Karadżić przed Trybunałem Konfrontacja w czwartek

Aktualizacja:
Karadżić dotarł do Holandii
Karadżić dotarł do Holandii
aptn
Karadżić dotarł do Holandiiaptn

Nie wiadomo jak Radovan Karadżić trafił do aresztu na przedmieściach Hagi - różne wersje mówią o podróży samochodem albo helikopterem. Pewne jednak jest, że Serb jest w już w Holandii i że ma dobry humor. Już w czwartek będzie odpowiadał na pierwsze pytania sędziów oenzetowskiego trybunału.

Radovan Karadżić przyleciał do Rotterdamu z Belgradu ok. godziny 6.30 rano. Następnie został przewieziony do Hagi. Nie jest jednak jasne, czy Karadżicia przewieziono samochodem, czy helikopterem.

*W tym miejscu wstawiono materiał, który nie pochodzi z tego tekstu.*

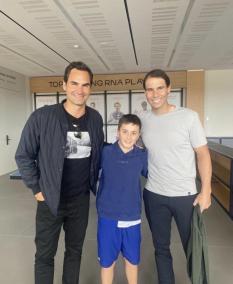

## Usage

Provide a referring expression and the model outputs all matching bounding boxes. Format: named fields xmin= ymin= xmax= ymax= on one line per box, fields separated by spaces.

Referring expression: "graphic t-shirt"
xmin=60 ymin=109 xmax=91 ymax=198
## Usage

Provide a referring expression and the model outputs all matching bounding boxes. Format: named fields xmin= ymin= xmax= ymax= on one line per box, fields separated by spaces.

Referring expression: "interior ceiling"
xmin=0 ymin=0 xmax=233 ymax=77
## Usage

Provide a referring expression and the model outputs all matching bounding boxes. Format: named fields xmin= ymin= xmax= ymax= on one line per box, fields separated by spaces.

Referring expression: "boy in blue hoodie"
xmin=96 ymin=114 xmax=148 ymax=284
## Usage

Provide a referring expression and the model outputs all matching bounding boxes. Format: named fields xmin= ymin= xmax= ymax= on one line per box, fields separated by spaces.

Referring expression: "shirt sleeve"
xmin=189 ymin=112 xmax=207 ymax=148
xmin=15 ymin=111 xmax=41 ymax=194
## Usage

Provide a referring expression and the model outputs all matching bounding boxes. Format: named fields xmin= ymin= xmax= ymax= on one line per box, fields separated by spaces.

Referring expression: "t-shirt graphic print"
xmin=65 ymin=131 xmax=91 ymax=159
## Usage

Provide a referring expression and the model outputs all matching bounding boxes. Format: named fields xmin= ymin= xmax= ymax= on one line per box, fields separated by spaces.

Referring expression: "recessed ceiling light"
xmin=100 ymin=42 xmax=109 ymax=46
xmin=73 ymin=44 xmax=79 ymax=48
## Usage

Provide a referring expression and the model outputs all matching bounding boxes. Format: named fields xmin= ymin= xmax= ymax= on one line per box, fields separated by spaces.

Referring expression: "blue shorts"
xmin=97 ymin=217 xmax=141 ymax=268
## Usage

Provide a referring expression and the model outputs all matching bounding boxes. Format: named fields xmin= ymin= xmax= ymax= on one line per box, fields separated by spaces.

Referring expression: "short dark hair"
xmin=63 ymin=61 xmax=93 ymax=85
xmin=118 ymin=114 xmax=141 ymax=130
xmin=143 ymin=69 xmax=170 ymax=89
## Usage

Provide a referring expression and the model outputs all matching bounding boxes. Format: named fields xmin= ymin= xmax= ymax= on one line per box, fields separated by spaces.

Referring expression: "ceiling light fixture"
xmin=188 ymin=69 xmax=204 ymax=71
xmin=100 ymin=42 xmax=109 ymax=46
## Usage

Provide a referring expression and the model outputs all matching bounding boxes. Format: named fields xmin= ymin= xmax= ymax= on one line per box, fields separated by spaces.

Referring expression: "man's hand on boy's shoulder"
xmin=103 ymin=142 xmax=112 ymax=146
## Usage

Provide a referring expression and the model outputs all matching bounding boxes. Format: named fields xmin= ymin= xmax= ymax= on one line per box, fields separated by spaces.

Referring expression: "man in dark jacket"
xmin=15 ymin=61 xmax=104 ymax=284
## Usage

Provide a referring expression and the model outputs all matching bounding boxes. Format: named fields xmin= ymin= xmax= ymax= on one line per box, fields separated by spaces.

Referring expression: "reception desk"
xmin=208 ymin=141 xmax=233 ymax=219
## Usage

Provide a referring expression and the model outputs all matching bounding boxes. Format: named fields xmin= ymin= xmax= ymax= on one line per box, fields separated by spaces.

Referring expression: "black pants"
xmin=35 ymin=192 xmax=90 ymax=284
xmin=143 ymin=189 xmax=196 ymax=284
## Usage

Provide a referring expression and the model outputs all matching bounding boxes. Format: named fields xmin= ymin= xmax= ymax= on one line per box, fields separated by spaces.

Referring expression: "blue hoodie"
xmin=97 ymin=142 xmax=148 ymax=221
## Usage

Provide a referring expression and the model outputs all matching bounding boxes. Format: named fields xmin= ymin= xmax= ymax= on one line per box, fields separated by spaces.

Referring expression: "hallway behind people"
xmin=0 ymin=174 xmax=232 ymax=283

Jak pisze Associated Press, w centrum zatrzymań trybunału wylądował policyjny helikopter i na teren oenzetowskiego więzienia wjechało kilka nieoznakowanych samochodów.

 
Karadżić pod czujnym okiem policjantów (PAP/EPA) PAP/EPA

Przywiezienie Karadżicia do ośrodka zatrzymań na przedmieściu Hagi, Scheveningen, potwierdził rzecznik trybunału.

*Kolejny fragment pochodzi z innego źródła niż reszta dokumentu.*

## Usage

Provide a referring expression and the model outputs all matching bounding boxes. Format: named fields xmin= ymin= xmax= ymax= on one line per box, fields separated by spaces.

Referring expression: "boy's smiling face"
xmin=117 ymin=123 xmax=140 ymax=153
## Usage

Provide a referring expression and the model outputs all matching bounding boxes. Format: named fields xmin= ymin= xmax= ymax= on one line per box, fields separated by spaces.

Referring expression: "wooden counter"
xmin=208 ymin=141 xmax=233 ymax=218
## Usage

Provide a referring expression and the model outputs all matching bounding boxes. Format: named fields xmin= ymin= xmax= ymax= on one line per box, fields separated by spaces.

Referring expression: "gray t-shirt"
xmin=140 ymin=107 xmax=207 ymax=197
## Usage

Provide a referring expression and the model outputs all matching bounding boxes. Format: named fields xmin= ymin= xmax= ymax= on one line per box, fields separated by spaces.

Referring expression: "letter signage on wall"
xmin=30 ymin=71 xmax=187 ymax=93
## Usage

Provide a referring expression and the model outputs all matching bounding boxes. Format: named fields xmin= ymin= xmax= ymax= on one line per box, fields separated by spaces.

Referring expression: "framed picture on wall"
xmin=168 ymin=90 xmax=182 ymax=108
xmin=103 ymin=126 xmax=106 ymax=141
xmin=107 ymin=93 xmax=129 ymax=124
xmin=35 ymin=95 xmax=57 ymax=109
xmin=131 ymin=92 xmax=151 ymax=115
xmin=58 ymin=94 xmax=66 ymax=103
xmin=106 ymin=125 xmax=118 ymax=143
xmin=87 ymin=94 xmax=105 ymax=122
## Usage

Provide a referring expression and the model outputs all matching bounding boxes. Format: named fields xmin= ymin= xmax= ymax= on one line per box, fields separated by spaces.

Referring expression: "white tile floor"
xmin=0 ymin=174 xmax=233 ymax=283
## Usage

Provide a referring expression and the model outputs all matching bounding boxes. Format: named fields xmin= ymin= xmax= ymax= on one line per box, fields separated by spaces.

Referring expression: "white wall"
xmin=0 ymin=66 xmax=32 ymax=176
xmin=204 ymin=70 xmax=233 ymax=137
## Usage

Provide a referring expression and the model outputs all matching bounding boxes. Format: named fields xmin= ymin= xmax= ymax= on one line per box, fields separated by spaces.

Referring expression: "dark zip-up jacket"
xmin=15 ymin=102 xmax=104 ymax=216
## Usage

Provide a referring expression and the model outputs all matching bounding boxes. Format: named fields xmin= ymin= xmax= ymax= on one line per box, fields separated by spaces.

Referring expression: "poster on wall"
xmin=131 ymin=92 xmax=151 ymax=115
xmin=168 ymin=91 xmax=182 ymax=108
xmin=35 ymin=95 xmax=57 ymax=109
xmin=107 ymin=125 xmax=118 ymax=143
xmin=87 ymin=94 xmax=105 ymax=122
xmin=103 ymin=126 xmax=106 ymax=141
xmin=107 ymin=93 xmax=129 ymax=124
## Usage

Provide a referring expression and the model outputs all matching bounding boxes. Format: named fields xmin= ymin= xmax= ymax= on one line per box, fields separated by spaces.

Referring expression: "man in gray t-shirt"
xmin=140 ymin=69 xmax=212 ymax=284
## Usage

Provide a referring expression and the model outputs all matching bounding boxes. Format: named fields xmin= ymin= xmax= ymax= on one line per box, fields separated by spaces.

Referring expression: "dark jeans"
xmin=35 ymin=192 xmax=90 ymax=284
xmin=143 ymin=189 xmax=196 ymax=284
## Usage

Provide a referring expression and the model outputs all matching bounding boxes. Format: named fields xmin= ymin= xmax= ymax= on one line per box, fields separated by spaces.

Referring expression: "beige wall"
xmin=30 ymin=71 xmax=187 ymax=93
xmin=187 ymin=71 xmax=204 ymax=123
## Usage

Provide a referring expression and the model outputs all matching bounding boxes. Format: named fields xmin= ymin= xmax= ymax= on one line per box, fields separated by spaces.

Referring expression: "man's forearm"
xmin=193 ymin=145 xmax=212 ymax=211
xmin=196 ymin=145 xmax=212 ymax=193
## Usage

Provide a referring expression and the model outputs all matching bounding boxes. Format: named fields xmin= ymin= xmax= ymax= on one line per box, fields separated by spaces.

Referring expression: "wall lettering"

Jest w dobrym nastroju i ma dwa garnitury

Krewni Karadżicia oświadczyli, że jest w dobrym nastroju i przygotowuje się do obrony. Dostarczono mu dwa garnitury - jeden jasny, a drugi ciemny. Wstępna rozprawa przed oenzetowskim trybunałem ds. zbrodni w dawnej Jugosławii odbędzie się w czwartek o godz. 16 - poinformował w środę haski trybunał.

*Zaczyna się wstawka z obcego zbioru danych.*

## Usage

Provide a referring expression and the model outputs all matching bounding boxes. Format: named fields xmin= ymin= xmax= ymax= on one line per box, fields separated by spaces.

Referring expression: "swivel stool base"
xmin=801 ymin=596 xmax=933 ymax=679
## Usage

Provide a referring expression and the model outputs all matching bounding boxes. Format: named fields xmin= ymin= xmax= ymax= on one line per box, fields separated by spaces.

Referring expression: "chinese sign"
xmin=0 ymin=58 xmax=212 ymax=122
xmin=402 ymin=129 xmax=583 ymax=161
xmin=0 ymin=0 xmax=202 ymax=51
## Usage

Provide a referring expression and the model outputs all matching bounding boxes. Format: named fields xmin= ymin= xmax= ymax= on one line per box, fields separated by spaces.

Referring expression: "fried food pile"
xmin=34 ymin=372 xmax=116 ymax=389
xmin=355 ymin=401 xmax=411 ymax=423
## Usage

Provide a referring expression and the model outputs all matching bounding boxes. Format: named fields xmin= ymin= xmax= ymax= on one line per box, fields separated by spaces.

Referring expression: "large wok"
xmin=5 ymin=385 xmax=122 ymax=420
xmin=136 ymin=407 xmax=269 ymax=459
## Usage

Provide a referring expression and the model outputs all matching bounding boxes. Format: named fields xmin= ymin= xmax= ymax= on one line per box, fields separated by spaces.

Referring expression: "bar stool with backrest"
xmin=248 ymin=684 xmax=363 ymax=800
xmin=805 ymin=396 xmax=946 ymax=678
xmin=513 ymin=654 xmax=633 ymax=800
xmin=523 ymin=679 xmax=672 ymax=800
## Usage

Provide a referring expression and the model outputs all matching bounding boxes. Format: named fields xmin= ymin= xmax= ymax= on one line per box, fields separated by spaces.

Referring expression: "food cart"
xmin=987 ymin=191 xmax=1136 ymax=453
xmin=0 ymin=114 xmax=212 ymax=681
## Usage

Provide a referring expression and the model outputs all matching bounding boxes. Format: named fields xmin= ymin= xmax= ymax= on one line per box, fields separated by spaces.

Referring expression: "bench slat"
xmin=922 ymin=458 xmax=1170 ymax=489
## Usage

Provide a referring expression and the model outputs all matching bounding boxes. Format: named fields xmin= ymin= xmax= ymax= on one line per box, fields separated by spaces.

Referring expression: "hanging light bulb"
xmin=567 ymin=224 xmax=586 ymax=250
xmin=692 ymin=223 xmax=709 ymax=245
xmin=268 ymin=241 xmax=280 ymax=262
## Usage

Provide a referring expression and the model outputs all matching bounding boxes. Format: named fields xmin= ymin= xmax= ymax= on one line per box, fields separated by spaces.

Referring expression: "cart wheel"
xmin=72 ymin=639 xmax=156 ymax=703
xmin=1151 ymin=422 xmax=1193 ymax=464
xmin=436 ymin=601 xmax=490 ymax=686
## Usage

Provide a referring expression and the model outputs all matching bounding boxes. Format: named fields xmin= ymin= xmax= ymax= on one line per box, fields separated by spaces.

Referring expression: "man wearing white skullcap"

Adwokat Karadżicia, Svetozar Vujaczić, zapowiedział już, że jego klient nie przyzna się do winy. Dodał, że Karadżić wystąpi do trybunału o 30 dni na przygotowanie obrony.

Nigdy nie było wniosku

Mecenas Vujaczić przyznał, że nigdy nie wnioskował o odstąpienie od wydania swego klienta haskiemu trybunałowi. Mimo, że wcześniej wielokrotnie powtarzał, że planuje wysłać wniosek o odstąpienie od ekstradycji w piątek wieczorem. Na pięć minut przed zamknięciem urzędów pocztowych.

Serbski rząd oczekuje spokoju

Przeciwko ekstradycji Karadżicia we wtorek wieczorem w Belgradzie protestowali serbscy nacjonaliści. Na zorganizowany przez Partię Radykalną antyrządowy wiec ze wszystkich stron Serbii i Bośni przyjechało około 15 tysięcy osób.

 
Media spekulują czy Karadżić dotarł do aresztu samochodem... (PAP/EPA) PAP/EPA
 
... czy helikopterem? (PAP/EPA) PAP/EPA

W starciach policji z demonstrantami ucierpiało co najmniej 25 policjantów, 19 manifestujących oraz dwóch dziennikarzy. Po nocnych zamieszkach sytuacja w Belgradzie uspokoiła się. Odesłanie Karadżicia do Hagi ma - jak oczekuje serbski rząd - rozładować napięcie w kraju i przeciwdziałać kolejnym protestom.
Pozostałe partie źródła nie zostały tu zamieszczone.